If you lead a Customer Success team, the start of a new quarter is not the time to coast. It is the time to recalibrate.
Your executive team is shifting priorities. Your board is asking different questions. The metrics that mattered six months ago may not be the metrics that matter now.
Here are three things you should do this week.
1. Sync with Your Executives and Your Team
Your executive team has likely shifted their measure of success from Growth to Efficiency. As Head of CS, you need to make that shift, too.
This means ensuring that how you measure the success of your CSMs and other contributors aligns with, and rolls up to, the metrics your leadership team has shifted to.
Then sync with your team immediately. They need to understand how their success will be measured. If your CSMs are optimizing for metrics that no longer matter to the business, everyone loses. You. Them. Your customers.

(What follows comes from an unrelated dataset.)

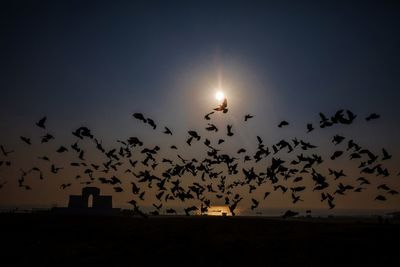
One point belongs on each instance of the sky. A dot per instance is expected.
(95, 63)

Do not let your team operate in the dark. Clarity is a leadership obligation.
2. Capacity Planning
Regardless of your customer segmentation model - whether it is a legacy ARR-based approach or a more modern AX-based model - there are a number of person-hours required to ensure each customer is successful. Those hours vary across lifecycle stages.
Get clear on this. Map the actual capacity required against the capacity you have available.
Make sure you have the appropriate number of resources to deliver success for your current and projected customer base. If you do not, you need to know that now, not three months from now when churn starts spiking and your team is burned out.
3. Audit Your Segmentation Model
When was the last time you questioned whether your segmentation model actually reflects reality? Most CS teams segment by ARR or company size. That tells you almost nothing about the effort required to make a customer successful.
A $50K ARR customer with a simple use case might need less attention than a $10K customer with a complex deployment. If your segmentation does not account for this, your CSMs are spending time in the wrong places.
Look at your segments. Ask whether they are driving the right behaviors and the right resource allocation. If not, fix them before the quarter gets away from you.
Three actions. None of them are glamorous. All of them are the difference between leading your team and just managing a spreadsheet.